The whole process is completely transparent to the user. The user simply prepares the executable (or the execution script) in a subdirectory of their /home directory and runs the job. When job execution is complete, the user finds their output data in the origin subdirectory of /home, exactly as if the execution actually occurred there.

Important! The caching mechanism requires that during job execution the user does not modify the contents of the /home subdirectory where executable and data were at execution time. Any such change, in fact, will be overwritten by Mufasa at the end of the execution, when files are copied back from the caching space.

Monitoring and managing jobs

SLURM provides Job Users with several tools to inspect and manage jobs. While a Job User is able to inspect all users' jobs, they are only allowed to modify the condition of their own jobs.

From SLURM's own overview:

"User tools include

srun

(link to SLURM docs) to initiate jobs,

scancel

(link to SLURM docs) to terminate queued or running jobs,

sinfo

(link to SLURM docs) to report system status,

squeue

(link to SLURM docs) to report the status of jobs [i.e. to inspect the scheduling queue], and

sacct

(link to SLURM docs) to get information about jobs and job steps that are running or have completed.

An example of the output of squeue is the following:

JOBID PARTITION     NAME     USER ST       TIME  NODES NODELIST(REASON)
  520       fat     bash acasella  R 2-04:10:25      1 gn01
  523       fat     bash amarzull  R    1:30:35      1 gn01
  522       gpu     bash    clena  R   20:51:16      1 gn01

Job state

Jobs typically pass through several states in the course of their execution. Job state is shown in column "ST" of the output of squeue as an abbreviated code (e.g., "R" for RUNNING).
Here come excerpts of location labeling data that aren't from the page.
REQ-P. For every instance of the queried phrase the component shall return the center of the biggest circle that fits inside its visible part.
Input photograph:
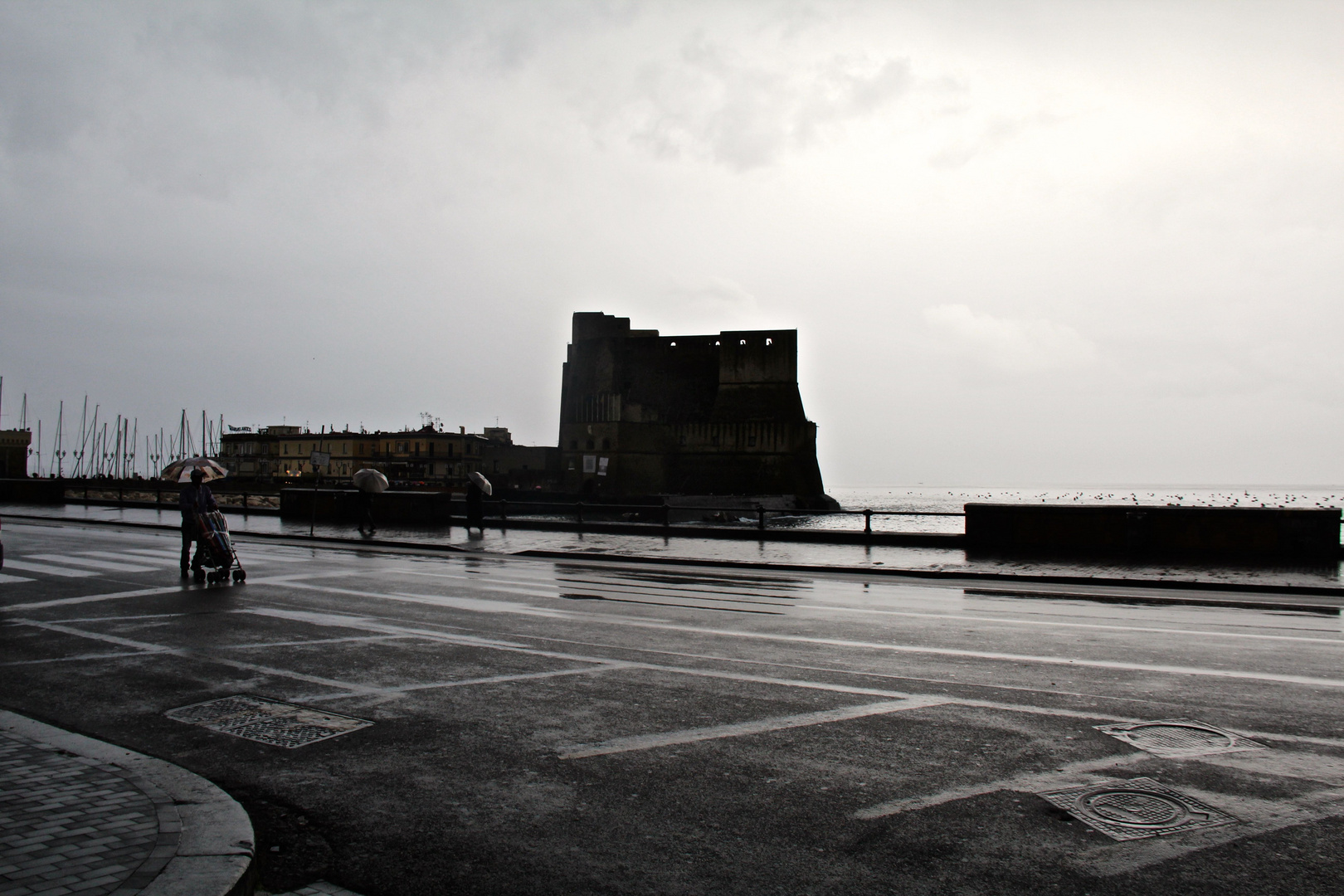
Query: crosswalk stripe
(95, 564)
(49, 570)
(112, 555)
The most relevant codes and states are the following:

PD PENDING
Job is awaiting resource allocation.
R RUNNING
Job currently has an allocation.
S SUSPENDED
Job has an allocation, but execution has been suspended and CPUs have been released for other jobs.
CG COMPLETING
Job is in the process of completing. Some processes on some nodes may still be active.
CD COMPLETED
Job has terminated all processes on all nodes with an exit code of zero.


Beyond these, there are other (less frequent) job states. The SLURM doc page for squeue provides a complete list of them.